Maeve laughed at that. They were walking along the main street of Ballemór, with Maeve's arm linked in his. Colin thought he could feel the townsfolk occasionally staring at the two of them. Whispers trailed after them like wisps of fog. “It won't rain for a few hours yet,” she told him. “Would yeh be interested in a short stroll out along the Head? I feel like walking.”

“Ah, so now you can predict the weather?”

“I can,” she told him. There seemed to be no irony in her voice at all.

“If it rains and ruins the book, I'm not going to pay you back that money I owe you.”

He could feel her shrug on his arm. “'Tis just paper,” she said. “It's not paper that I want from yeh, Colin Doyle.”

“That sounds ominous.”

“Does it now?” She pulled him closer, leaning into him as they walked. He could feel the warmth of her body along his side. “So are yeh as frightened of me as poor Mr. Mullins?”

“I don't think frightened is quite the right word.”

“An' what would that right word be?” she asked.

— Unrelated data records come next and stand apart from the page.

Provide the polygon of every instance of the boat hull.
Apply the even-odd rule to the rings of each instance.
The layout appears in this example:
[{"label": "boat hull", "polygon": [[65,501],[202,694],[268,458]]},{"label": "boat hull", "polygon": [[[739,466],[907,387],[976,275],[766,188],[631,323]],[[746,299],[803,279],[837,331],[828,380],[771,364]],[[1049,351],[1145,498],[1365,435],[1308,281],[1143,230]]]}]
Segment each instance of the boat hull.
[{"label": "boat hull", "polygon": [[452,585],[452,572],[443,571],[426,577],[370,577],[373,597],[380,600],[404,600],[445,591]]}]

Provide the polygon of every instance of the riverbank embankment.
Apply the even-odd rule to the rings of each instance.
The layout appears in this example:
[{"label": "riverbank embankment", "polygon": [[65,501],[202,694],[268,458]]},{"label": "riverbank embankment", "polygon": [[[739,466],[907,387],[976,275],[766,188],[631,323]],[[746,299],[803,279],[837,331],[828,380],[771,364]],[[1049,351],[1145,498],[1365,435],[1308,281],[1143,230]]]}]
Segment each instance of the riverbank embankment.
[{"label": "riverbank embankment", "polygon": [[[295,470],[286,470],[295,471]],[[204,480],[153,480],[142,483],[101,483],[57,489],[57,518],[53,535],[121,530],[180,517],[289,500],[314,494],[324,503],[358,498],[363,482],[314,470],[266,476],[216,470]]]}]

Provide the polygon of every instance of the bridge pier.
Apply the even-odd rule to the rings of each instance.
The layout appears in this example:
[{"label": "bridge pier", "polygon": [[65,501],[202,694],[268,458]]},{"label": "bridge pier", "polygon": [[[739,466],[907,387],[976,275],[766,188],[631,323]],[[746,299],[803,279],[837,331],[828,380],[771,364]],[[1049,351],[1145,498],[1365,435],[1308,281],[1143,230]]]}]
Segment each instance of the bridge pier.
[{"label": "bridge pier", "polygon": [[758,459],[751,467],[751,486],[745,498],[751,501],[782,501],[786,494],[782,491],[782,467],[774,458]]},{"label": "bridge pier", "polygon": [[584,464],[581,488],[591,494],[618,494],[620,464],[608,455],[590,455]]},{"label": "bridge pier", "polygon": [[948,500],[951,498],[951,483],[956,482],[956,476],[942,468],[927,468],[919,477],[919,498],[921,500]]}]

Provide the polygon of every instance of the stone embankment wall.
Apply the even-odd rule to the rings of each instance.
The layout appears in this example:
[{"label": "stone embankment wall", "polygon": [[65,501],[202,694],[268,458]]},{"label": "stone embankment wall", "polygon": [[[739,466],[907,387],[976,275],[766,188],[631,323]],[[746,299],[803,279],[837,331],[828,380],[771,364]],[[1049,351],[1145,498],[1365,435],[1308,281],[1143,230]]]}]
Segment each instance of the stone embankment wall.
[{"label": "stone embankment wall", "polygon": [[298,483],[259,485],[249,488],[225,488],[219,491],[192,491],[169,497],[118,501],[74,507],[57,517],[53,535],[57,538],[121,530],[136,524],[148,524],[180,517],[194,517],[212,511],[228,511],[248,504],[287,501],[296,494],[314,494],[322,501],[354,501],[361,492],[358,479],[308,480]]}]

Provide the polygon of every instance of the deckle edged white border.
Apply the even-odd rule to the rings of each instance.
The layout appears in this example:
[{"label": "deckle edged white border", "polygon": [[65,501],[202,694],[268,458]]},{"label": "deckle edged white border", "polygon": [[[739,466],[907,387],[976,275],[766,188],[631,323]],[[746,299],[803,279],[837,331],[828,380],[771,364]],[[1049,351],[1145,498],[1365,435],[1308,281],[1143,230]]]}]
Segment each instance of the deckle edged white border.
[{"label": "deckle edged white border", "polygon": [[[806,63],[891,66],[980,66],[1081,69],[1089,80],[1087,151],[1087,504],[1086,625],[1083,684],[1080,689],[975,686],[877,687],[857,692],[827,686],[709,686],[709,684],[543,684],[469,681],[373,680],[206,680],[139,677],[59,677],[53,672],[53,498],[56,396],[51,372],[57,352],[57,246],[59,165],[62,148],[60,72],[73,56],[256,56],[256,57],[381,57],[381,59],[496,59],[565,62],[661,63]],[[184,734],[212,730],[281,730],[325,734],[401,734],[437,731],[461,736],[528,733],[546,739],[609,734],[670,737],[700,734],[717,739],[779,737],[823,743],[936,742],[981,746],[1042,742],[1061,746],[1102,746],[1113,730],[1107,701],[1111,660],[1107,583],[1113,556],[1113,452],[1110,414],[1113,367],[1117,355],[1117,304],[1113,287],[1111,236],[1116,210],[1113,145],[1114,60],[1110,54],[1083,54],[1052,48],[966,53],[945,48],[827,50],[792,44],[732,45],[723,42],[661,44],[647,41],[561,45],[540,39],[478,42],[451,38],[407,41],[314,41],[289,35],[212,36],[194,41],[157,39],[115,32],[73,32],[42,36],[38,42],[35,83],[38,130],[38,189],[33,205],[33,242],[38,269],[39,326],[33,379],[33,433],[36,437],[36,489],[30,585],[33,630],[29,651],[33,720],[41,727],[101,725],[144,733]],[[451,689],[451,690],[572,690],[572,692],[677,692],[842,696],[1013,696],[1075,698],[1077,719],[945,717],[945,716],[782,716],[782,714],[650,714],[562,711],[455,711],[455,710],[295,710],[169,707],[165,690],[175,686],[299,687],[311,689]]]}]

It was his turn to shrug. “I guess I'm more curious. Or maybe ‘intrigued' would be a better word.” One of the villagers—an older man that Colin remembered seeing in Regan'
s
several nights—had stopped on the sidewalk across the street from them in front of the grocer, his head turning as he watched them. Colin nodded toward him, and the man seemed to snort and walked into the grocer's. “The way the people here seem to regard you Oileánach; the way you hold yourselves apart . . . I don't understand it, and nobody seems to be able to explain it very well for me.”

Maeve's fingers stroked the stone on her necklace, and Colin found himself wanting to mention his grandfather's journal, and how he had come across a strange young woman once who had captured his heart, but some caution held him back, and how there was a stone very like hers in his pocket now. But that tale hadn't ended well. Instead, he put his hand in the pocket with grandfather Rory's crystal, cupping it in his palm.

“'Tis very simple,” Maeve told him. “People are always afraid of what they don't understand, and we Oileánach are different. If anything bad happens, we're the ones who are blamed for it, whether we're actually responsible or not. 'Tis a common thing. From what I've heard of the States, you should'nah have any trouble understanding that.”

They were walking along the Beach Road, with the steep, green slopes of the Head looming to their right and the sea inlet to the left. There were seals on the rocks ahead of them again; they slid quietly into the water as they approached. “Your boat's moored here?” Colin asked.